Снайпер в Афгане. Порванные души
Шрифт:
Как-то все непонятно получилось. Неожиданно…
Федор прилетел утром вместе с заменой. Сразу пошел в роту, нашел Трубу и – на псарню. Прапорщик говорит, что Дик с утра был сам не свой, беспокоился, явно чувствовал, что Федор где-то рядом уже.

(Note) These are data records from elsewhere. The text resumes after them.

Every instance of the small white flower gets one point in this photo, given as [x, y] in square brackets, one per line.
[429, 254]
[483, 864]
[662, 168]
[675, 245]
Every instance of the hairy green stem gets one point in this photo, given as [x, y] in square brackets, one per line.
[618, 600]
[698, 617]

Когда они подходили, Дик учуял – начал выть в голос. Его выпустили, и они тут минут пять зажимались. Прямо здесь, где он сейчас лежит.
Трубилин говорит, что пес не просто визжал, он плакал, он орал в голос, как человек. Даже попытался изобразить звук издаваемый собакой: «А-а-а! А-а-а!»
Федя
То, что он умер, они и заметили не сразу. Ну, понятно – тормошить, массировать, даже что-то кололи еще.

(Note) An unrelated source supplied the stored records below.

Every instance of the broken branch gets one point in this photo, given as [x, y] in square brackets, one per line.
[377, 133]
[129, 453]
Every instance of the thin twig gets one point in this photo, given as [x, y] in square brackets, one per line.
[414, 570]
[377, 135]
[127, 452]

Все, отмучился… Дождался… Увидел живого, попрощался и ушел.
Мрачный прапорщик стоял передо мной, сопляком, и, не утирая глаз, плакал. Сильный, суровый, настоящий мужик… такой беззащитный и беспомощный. Он столько сделал! Так много… И вот оно – все, конец. Ничего ты, дядя, больше не сможешь сотворить, хоть себя заруби. Принимай это и живи как можешь…
Пришел один Ургалиев.
Подняли плащ-палатку, понесли…
Шли долго, почти к самой бане. Там на холме, метрах в тридцати от танка боевого охранения, солдаты уже выкопали могилу.
С холма открывался лучший вид, который только можно найти в нашем полку. Под холмом Кокча делала крутой изгиб, и там начиналась серьезная быстрина. Напротив вода подмыла скалы и открывались гроты. Под ними шли не вымерзающие за зиму камыши. Вдали нависали зимой и летом искрящиеся белизной шапки Гиндукуша. А правее, в камышовой дали, светился своими ледниками грузный Памир.
С противоположной стороны вздымался на полнеба перевал, куда весной улетит твой Федор. На роду у тебя, родной, видимо, ждать написано. Вот он – перевал перед тобой, вечность ожидания впереди…
Федор держался хорошо. Встал на колени, сказал: «Прощай, Дик…», поцеловал в глаза и встал в стороне. Большие круглые слезинки, словно бусы, катились по щекам, губам, висели на ресницах и носу. Он не шевелился. Стоял, смотрел на собаку и беззвучно плакал.
Больше никто не подходил…
Подошел я. Опустился рядом и впервые в жизни положил свою ладонь на широкое темя… Прощай, Дуся, прощай, друг… лучший из друзей.
Трубилин вытащил из-за пазухи бушлата «стечкина». Дал три раза в воздух.
Темир монотонно тянул любимую Дусину песнь.
Он-то всегда пел ему одну и ту же… Это когда только до печенок проймет, выкрутит изнутри, согнет, сожмет до боли в груди, вот только тогда начинаешь по сторонам смотреть, да других замечать, да внимание обращать, что они делают, говорят, что поют.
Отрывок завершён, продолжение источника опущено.